Koda’s gaze returns to the cotton-candy mass of fiberglass sandwiched between a collapsed wall and fallen acoustic tiles. It is as shockingly pink as the day it came off the roll, unweathered by snow or desert heat. Slowly, she turns through a full circle. A McDonald’s across the street is similarly ruinous, but its garish plastic furniture, tumbled out onto the restaurant’s parking lot, is faded to pale sherbet colors, orange and lime and raspberry. The electronics factory outlet next to it stares out onto the asphalt through empty windows, only a few shards of glass still clinging to the frames. It would have been one of the first stores to be looted, by people in desperate need of communications gear or by conventional thieves with no idea of the scope of the collapse in progress. “You’re right,” she says quietly. “Check it out?”
For answer, Kirsten nods, revulsion clear on her face and in her meticulous steps amid the wreckage, avoiding contact even with the leather of her boots where she can. Koda herself goes warily, picking out a path down what might have been a paved walkway before the blast that tumbled half the clinic’s front onto it. It takes her onto a tiled surface, perhaps once the clinic’s reception area, with darkened halls opening off it. Open now to the weather and to scavengers human and otherwise. Tucked well back in the exposed rafters between ceiling and roof, a wren has built her barrel-shaped nest, and a spattering of guano on the pale terrazzo bears witness to the colony of bats with which she shares her space. The sharp smell of ammonia rises from it, and Koda covers her nose and mouth with one hand. One corridor seems to be lined with various labs and exam rooms; another with recovery cubicles separated only by grey and tattered curtains. Still a third leads off to service areas; through an open door at its end, Koda can see the shape of a large, aluminum-topped worktable with industrial sized pots and pans hung on a rack above it. No sign of the obstetric wards and surgeries; they must have been in the wing brought down by the blast.

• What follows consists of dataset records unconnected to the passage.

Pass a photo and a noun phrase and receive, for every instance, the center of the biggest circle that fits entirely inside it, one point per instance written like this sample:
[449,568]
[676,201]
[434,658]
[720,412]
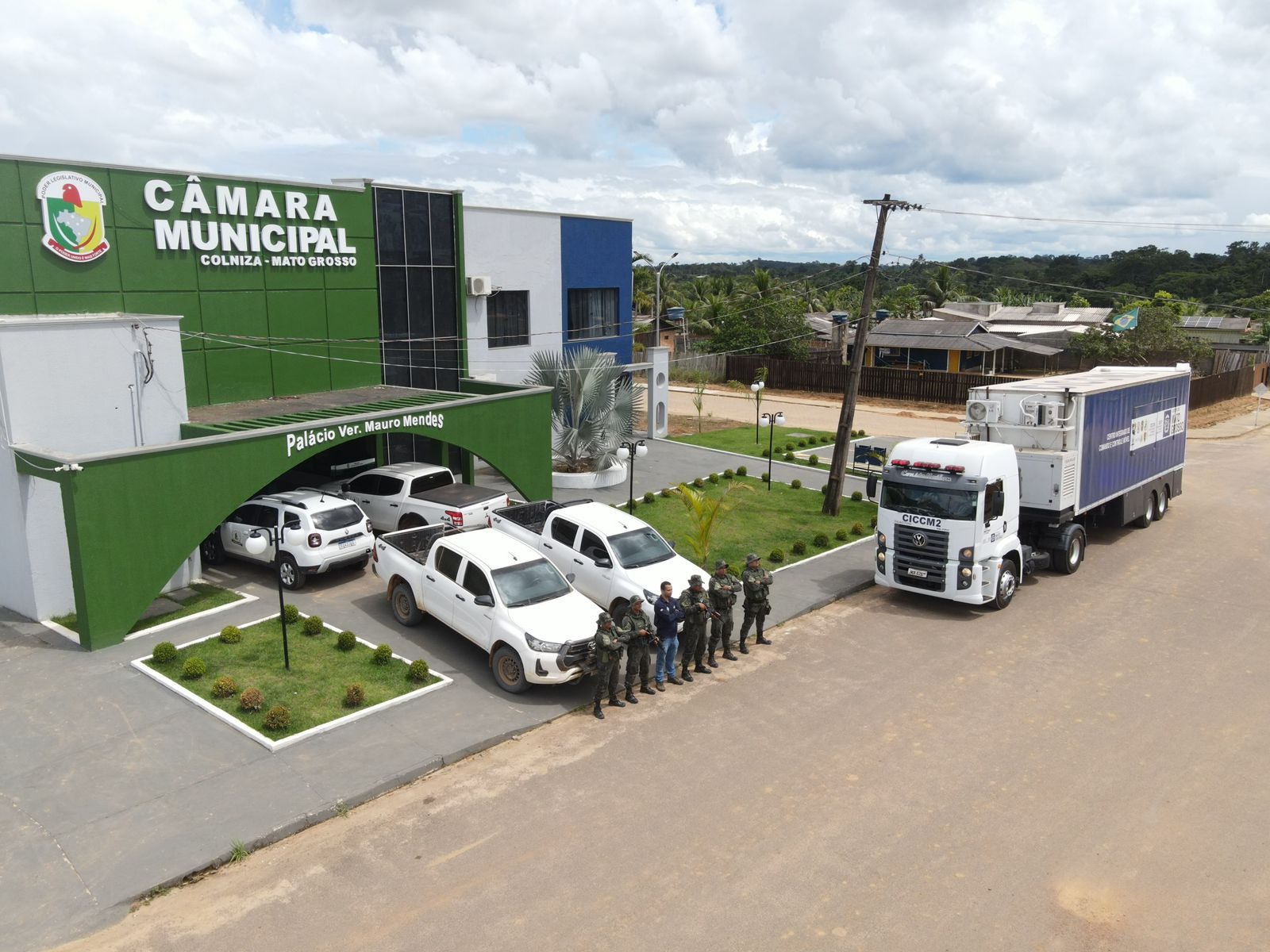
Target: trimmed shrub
[277,717]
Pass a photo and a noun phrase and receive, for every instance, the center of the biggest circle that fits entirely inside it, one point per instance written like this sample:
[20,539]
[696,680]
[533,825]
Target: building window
[592,313]
[507,317]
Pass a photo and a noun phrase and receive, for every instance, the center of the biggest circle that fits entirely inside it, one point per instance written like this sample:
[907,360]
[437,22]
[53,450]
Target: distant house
[946,346]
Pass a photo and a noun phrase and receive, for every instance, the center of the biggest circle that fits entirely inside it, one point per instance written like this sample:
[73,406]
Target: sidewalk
[114,786]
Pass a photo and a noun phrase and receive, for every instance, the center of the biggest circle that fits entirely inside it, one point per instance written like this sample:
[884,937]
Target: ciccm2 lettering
[921,520]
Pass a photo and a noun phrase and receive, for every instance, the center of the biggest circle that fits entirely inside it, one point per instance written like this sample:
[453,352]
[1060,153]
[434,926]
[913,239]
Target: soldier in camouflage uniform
[723,596]
[696,612]
[609,655]
[639,640]
[756,583]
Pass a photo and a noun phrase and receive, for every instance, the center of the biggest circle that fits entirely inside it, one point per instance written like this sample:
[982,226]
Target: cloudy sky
[727,131]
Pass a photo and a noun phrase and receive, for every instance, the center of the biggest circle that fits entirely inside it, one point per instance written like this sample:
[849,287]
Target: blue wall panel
[596,253]
[1132,436]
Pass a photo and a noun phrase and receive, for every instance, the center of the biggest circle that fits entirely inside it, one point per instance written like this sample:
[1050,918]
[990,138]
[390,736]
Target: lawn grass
[313,689]
[207,597]
[761,520]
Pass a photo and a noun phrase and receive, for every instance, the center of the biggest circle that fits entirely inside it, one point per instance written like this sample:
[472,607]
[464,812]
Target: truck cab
[948,520]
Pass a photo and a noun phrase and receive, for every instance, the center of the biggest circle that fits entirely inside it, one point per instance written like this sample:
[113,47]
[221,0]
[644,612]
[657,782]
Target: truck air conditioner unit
[983,410]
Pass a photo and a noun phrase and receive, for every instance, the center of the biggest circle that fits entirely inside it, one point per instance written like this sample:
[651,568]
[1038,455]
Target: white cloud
[725,131]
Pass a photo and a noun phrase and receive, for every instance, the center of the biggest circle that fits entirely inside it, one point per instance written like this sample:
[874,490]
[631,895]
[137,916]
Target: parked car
[410,495]
[495,592]
[610,552]
[319,532]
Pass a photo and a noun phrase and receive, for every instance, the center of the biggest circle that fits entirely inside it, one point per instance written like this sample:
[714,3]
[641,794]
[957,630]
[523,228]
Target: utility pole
[851,386]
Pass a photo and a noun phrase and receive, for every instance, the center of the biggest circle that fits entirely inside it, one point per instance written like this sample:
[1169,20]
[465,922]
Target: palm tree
[592,406]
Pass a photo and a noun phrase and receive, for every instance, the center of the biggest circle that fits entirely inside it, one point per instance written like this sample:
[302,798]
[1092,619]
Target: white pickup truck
[495,592]
[410,495]
[611,554]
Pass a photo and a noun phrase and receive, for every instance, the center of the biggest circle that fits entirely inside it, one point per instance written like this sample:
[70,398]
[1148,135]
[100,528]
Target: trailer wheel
[404,608]
[510,672]
[1068,559]
[1149,517]
[1007,583]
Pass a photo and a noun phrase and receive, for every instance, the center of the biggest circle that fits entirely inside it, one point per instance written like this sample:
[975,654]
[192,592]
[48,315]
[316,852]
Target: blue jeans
[666,655]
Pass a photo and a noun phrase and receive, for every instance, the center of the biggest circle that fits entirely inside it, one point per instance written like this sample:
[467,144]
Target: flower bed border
[270,744]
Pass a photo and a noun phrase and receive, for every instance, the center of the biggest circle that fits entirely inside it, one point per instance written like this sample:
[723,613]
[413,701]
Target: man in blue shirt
[667,615]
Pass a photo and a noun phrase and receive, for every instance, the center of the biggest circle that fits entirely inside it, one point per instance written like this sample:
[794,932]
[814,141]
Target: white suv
[319,532]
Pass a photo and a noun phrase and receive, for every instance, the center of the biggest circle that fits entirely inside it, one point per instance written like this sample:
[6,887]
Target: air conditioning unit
[983,410]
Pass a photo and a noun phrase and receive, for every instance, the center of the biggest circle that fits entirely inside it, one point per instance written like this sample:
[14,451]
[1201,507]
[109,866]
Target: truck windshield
[338,518]
[641,547]
[929,501]
[530,583]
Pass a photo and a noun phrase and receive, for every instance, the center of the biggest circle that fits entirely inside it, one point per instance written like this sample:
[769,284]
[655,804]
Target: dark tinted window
[507,317]
[564,531]
[475,582]
[448,562]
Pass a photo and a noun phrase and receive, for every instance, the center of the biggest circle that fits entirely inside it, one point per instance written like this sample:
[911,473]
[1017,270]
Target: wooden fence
[879,382]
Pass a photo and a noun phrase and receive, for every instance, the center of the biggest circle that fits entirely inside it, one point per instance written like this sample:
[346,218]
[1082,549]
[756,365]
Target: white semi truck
[1043,461]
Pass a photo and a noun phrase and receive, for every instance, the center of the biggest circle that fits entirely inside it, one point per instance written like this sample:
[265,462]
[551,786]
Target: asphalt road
[1083,771]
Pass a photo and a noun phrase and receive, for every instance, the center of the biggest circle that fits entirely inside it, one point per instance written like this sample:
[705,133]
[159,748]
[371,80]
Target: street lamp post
[757,390]
[256,545]
[772,422]
[629,452]
[657,306]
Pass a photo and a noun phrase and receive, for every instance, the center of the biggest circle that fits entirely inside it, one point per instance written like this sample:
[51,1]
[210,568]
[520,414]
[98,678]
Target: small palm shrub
[277,717]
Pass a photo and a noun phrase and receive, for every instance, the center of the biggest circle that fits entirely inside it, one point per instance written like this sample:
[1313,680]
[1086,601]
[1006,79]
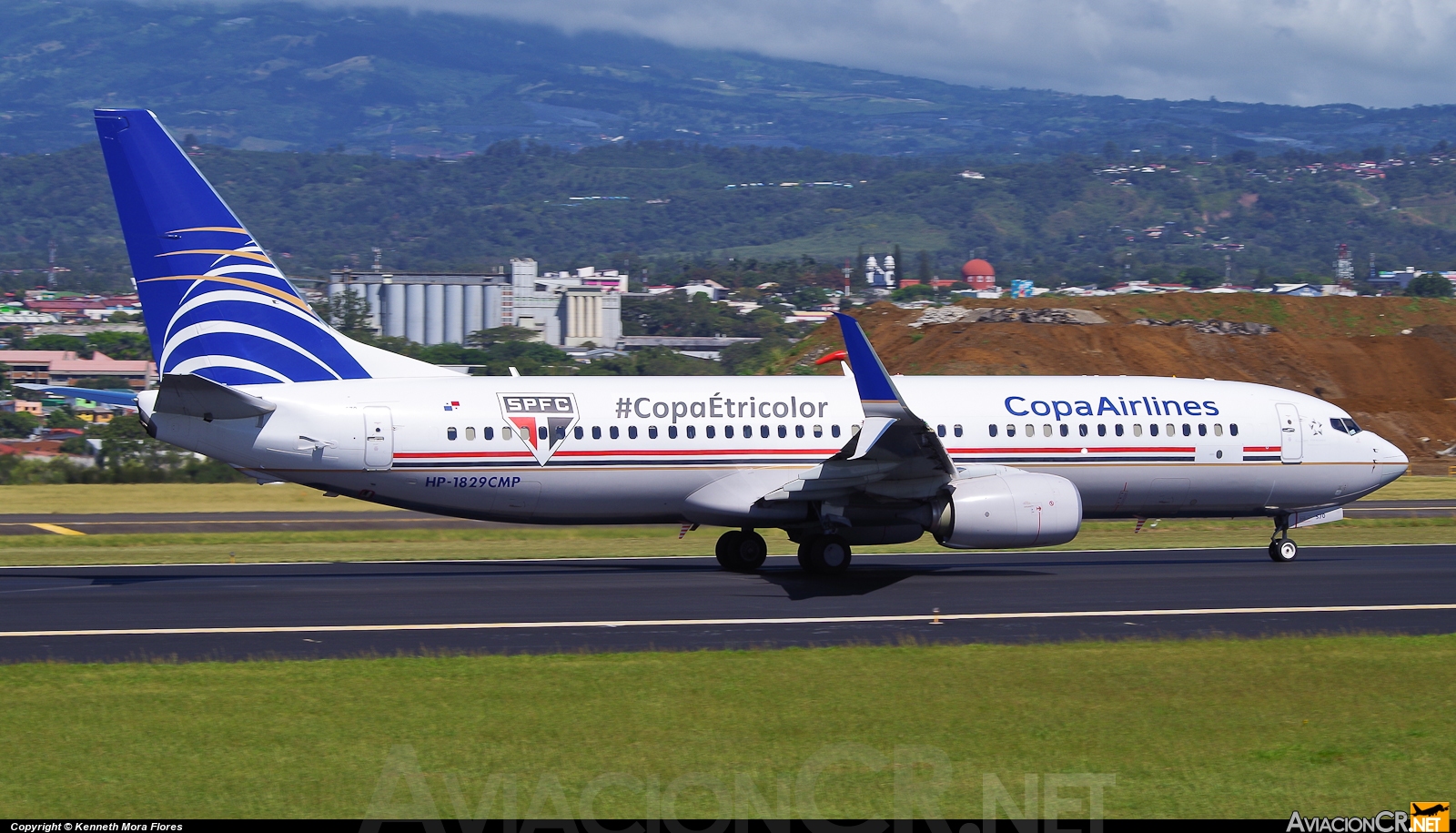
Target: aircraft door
[1290,432]
[379,439]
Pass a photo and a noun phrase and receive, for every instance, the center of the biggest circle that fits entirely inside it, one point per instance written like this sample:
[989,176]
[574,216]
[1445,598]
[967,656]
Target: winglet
[877,392]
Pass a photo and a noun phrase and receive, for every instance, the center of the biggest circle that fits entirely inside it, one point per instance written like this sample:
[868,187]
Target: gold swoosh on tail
[254,286]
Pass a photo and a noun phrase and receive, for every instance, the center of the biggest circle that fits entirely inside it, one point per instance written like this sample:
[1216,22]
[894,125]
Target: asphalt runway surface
[233,612]
[400,519]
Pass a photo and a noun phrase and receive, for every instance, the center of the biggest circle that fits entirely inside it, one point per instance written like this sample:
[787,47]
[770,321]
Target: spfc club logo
[541,420]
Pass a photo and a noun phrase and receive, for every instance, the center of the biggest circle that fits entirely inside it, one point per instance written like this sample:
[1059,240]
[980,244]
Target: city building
[436,308]
[979,274]
[65,367]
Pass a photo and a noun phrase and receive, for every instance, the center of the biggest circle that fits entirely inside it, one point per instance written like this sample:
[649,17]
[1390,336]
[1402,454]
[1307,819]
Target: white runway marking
[717,622]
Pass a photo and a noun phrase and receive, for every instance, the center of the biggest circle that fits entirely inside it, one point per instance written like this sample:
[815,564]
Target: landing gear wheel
[824,555]
[742,551]
[1283,549]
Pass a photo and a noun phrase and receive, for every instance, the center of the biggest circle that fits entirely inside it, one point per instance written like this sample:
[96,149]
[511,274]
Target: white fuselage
[632,449]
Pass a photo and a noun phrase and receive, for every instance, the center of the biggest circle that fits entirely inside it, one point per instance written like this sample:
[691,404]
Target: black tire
[742,551]
[1283,551]
[826,555]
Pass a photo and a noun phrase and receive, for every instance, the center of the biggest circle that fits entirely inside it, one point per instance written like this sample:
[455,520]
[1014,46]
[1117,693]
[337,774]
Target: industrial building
[567,309]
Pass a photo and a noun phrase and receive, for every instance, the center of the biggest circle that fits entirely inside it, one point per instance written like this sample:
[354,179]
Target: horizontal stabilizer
[95,395]
[198,396]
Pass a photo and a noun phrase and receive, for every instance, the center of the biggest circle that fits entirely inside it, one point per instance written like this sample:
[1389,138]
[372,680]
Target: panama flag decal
[542,420]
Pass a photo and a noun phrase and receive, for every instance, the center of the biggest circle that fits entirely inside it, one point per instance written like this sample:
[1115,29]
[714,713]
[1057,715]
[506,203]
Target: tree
[349,313]
[1431,286]
[18,425]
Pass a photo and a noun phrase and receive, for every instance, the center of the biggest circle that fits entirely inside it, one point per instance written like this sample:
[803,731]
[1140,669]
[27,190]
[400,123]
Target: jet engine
[1009,509]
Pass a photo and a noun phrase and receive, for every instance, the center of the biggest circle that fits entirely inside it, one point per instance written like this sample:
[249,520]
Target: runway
[99,523]
[232,612]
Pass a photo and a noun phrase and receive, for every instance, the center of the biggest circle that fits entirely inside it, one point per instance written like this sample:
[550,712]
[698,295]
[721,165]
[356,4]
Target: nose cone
[1390,462]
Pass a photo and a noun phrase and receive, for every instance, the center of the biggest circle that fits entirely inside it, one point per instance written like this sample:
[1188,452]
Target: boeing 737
[254,378]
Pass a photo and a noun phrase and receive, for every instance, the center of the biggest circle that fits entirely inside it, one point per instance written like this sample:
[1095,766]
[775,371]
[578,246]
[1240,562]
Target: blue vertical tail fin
[215,301]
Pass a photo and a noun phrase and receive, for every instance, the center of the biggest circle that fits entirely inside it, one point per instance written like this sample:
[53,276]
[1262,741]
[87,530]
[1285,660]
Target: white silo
[415,313]
[393,309]
[455,313]
[473,309]
[434,313]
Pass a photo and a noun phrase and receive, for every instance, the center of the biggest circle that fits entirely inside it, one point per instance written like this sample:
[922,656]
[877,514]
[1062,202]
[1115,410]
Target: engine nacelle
[1008,510]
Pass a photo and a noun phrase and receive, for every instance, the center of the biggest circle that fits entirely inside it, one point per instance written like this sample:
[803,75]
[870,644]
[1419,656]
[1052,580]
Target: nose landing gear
[1283,548]
[742,551]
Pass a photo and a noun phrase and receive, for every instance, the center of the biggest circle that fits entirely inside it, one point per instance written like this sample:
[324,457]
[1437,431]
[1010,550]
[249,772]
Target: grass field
[631,541]
[288,497]
[1187,728]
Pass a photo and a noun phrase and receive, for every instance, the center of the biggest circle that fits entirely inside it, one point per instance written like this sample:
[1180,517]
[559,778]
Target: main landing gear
[1283,548]
[824,555]
[742,551]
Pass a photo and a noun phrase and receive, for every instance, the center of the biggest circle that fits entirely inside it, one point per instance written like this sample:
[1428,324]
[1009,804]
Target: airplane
[254,378]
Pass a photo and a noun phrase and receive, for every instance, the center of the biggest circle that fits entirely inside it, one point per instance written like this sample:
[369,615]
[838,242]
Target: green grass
[631,541]
[1188,728]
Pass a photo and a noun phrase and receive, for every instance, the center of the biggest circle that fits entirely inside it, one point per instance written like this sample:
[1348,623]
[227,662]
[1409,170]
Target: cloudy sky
[1382,53]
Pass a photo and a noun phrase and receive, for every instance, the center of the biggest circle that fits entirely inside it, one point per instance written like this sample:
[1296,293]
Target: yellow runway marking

“Look,” Kirsten says from behind her. “On the wall behind the desk.”
Koda looks more closely, squinting at what she had at first thought to be smoke stain. The streaks show a more regular pattern, though, letters scratched out with the end of a charred stick. Some have faded to illegibility; others are faint angular shapes, parts missing where the stick has skipped over the rough surface of the concrete block. B-b- -il-e-s.
“B-b,” she says. “Baby—”
“Killers,” Kirsten finishes for her. “It’s just like that clinic in Craig.”
Koda nods. “Let’s have a look at the pharmacy and get going, then. There’s somebody in the neighborhood that’s armed. They may not want company.” She steps around a fallen chair and heads briskly for the lab corridor.
Kirsten, though, remains rooted where she stands. “We have to check.”
Caught. “There’s no place here to bury bodies, cante sukye,” Koda says softly. “The clinic backs right up to whatever is in that office strip behind it. We won’t find anything.”